The Journal of Bone and Joint Surgery 82:799 (2000)
© 2000 The Journal of Bone and Joint Surgery, Inc.
Distraction Osteogenesis After Acute Limb-Shortening for Segmental Tibial Defects
Comparison of a Monofocal and a Bifocal Technique in Rabbits*
Rainer H. Meffert, M.D. ,
Nozomu Inoue, M.D., PhD.,
John E. Tis, M.D. ,
Erwin Brug, M.D. and
Edmund Y. S. Chao, Ph.D.
Investigation performed at the Department of Orthopaedic
Surgery, Orthopaedic Biomechanics Laboratory, The Johns Hopkins University,
Baltimore, Maryland
*No benefits in any form have been received or will be received
from a commercial party related directly or indirectly to the subject
of this article.
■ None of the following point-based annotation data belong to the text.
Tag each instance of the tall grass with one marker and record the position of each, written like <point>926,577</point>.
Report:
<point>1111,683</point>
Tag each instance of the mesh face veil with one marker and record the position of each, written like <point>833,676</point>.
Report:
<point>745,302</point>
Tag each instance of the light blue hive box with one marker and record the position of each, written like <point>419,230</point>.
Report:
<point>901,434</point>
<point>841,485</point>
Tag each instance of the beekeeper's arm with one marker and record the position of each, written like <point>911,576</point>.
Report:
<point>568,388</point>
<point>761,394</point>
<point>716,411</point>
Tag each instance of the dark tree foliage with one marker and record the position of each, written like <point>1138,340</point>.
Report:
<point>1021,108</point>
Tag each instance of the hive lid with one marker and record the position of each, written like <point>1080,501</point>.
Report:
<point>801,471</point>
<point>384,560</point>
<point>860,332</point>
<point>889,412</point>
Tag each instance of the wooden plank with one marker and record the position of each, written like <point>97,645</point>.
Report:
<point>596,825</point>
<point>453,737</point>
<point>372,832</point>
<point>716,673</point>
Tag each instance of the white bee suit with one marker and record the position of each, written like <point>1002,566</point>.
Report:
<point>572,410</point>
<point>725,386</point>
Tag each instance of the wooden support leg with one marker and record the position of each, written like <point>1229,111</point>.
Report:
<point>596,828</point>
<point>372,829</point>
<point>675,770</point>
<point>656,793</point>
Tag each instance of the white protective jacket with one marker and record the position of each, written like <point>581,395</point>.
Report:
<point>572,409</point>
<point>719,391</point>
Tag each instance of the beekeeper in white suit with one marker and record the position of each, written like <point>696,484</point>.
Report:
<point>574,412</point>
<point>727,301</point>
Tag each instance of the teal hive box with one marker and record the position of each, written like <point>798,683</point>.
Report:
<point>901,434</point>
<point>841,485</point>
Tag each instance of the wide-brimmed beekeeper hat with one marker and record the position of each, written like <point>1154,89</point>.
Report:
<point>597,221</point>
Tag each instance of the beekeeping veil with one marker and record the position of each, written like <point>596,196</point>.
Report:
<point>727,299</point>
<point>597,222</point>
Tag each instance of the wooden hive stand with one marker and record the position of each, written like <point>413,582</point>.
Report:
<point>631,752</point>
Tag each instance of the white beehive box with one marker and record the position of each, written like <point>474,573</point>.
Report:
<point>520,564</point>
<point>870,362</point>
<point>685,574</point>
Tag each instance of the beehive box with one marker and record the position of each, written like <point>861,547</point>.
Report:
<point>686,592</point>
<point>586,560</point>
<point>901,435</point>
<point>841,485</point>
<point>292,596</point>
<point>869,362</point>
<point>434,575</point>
Funds were received in total or partial support of
the research or clinical study presented in this article. The funding
sources were the Max-Kade Foundation, New York, and Orthofix, Limited, Verona,
Italy. The external fixators were provided by Orthofix, Limited,
Verona, Italy, and the microplates were provided by Howmedica Leibinger,
Pfizer Medical Technology Group, Dallas, Texas.
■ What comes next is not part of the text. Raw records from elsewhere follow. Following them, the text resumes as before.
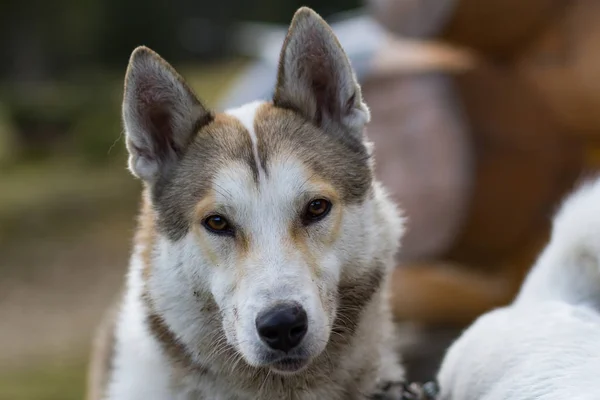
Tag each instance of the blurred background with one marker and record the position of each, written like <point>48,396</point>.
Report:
<point>484,114</point>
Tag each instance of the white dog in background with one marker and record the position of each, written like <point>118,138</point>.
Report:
<point>546,345</point>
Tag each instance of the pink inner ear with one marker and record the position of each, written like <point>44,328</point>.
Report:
<point>317,67</point>
<point>154,110</point>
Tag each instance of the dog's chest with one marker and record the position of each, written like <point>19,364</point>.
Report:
<point>219,388</point>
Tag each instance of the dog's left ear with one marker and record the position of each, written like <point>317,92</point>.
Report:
<point>315,77</point>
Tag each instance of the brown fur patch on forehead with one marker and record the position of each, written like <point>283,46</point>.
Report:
<point>334,156</point>
<point>221,142</point>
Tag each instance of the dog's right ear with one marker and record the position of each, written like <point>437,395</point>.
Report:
<point>161,114</point>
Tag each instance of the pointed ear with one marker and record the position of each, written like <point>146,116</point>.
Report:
<point>160,113</point>
<point>315,76</point>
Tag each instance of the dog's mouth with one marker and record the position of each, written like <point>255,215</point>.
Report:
<point>289,365</point>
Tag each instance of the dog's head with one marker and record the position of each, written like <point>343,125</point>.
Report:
<point>262,210</point>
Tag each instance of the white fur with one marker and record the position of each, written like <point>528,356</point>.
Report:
<point>545,345</point>
<point>245,114</point>
<point>139,358</point>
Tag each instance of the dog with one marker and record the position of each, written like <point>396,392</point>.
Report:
<point>544,345</point>
<point>261,262</point>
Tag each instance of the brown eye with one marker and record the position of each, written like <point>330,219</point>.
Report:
<point>217,224</point>
<point>316,210</point>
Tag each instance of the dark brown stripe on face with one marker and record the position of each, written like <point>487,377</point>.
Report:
<point>223,141</point>
<point>338,158</point>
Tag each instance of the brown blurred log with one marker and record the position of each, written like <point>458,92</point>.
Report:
<point>563,64</point>
<point>422,148</point>
<point>412,18</point>
<point>525,161</point>
<point>497,28</point>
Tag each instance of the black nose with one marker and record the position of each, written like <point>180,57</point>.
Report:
<point>282,327</point>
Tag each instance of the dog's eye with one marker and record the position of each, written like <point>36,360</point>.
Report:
<point>218,224</point>
<point>316,210</point>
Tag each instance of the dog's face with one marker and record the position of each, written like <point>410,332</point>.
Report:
<point>259,209</point>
Department of Orthopaedic Surgery, Orthopaedic Biomechanics Laboratory,
The Johns Hopkins University, Ross Research Building, 720 Rutland
Avenue, Room 235, Baltimore, Maryland 21205-2196.
Orthopaedic Surgery Service, Walter Reed Army Medical Center,
Washington, D.C. 20307.
Department of Trauma and Hand Surgery, University of Münster,
Waldeyerstrasse 1, D-48129 Münster, Germany.
Background: Segmental bone defects can be
treated with immediate limb-shortening followed by monofocal or bifocal
distraction osteogenesis. In the present study, the efficacy of
monofocal distraction osteogenesis was compared with that of bifocal
distraction osteogenesis in a rabbit model.
Methods: Twenty-four skeletally mature New Zealand White
rabbits were divided into two equal groups: one group had monofocal
distraction osteosynthesis, and the other had bifocal distraction
osteosynthesis. In both groups, a one-centimeter-long segment of
bone was resected from the midpart of the tibial shaft. In the monofocal
reconstruction group, the limb was immediately shortened to close
the segmental defect and the defect was allowed to heal for ten
days. Lengthening was then begun at this site, with use of a specially
designed external fixator, at a rate of 0.5 millimeter per twelve
hours. In the bifocal reconstruction group, the segmental defect
was closed immediately and the fragments were fixed with microplates.
A subperiosteal osteotomy was performed proximal to the tibiofibular
junction, and lengthening was performed at the site of the osteotomy.
The animals in both groups were killed twenty days after the lengthening
was completed. New-bone formation then was evaluated with use of
radiographs, densitometry, biomechanical testing, and histological and
histomorphometric analysis.
Results: Osseous consolidation occurred in all
but one of the animals. Biomechanical testing demonstrated that
the tibiae that had been treated with use of the simple monofocal
reconstruction technique tended to have greater torsional stiffness
(p = 0.14) and strength (p = 0.09). Follow-up radiographs revealed
that both groups had a significant decrease in radiolucent area
(p < 0.05), which occurred at essentially the same rate after
lengthening. No significant differences were found between the groups
with respect to new-bone mineral density, new-bone area, or the
amount of callus. Thus, after resection of a diaphyseal bone segment
comprising 10 percent of the original length of the tibia and acute
shortening, limb reconstruction was completed successfully through
distraction osteogenesis with use of either a monofocal or a bifocal technique
in rabbits.
Conclusions: In the present study, both monofocal
and bifocal techniques of shortening and distraction osteogenesis
were effective for the reconstruction of segmental bone defects.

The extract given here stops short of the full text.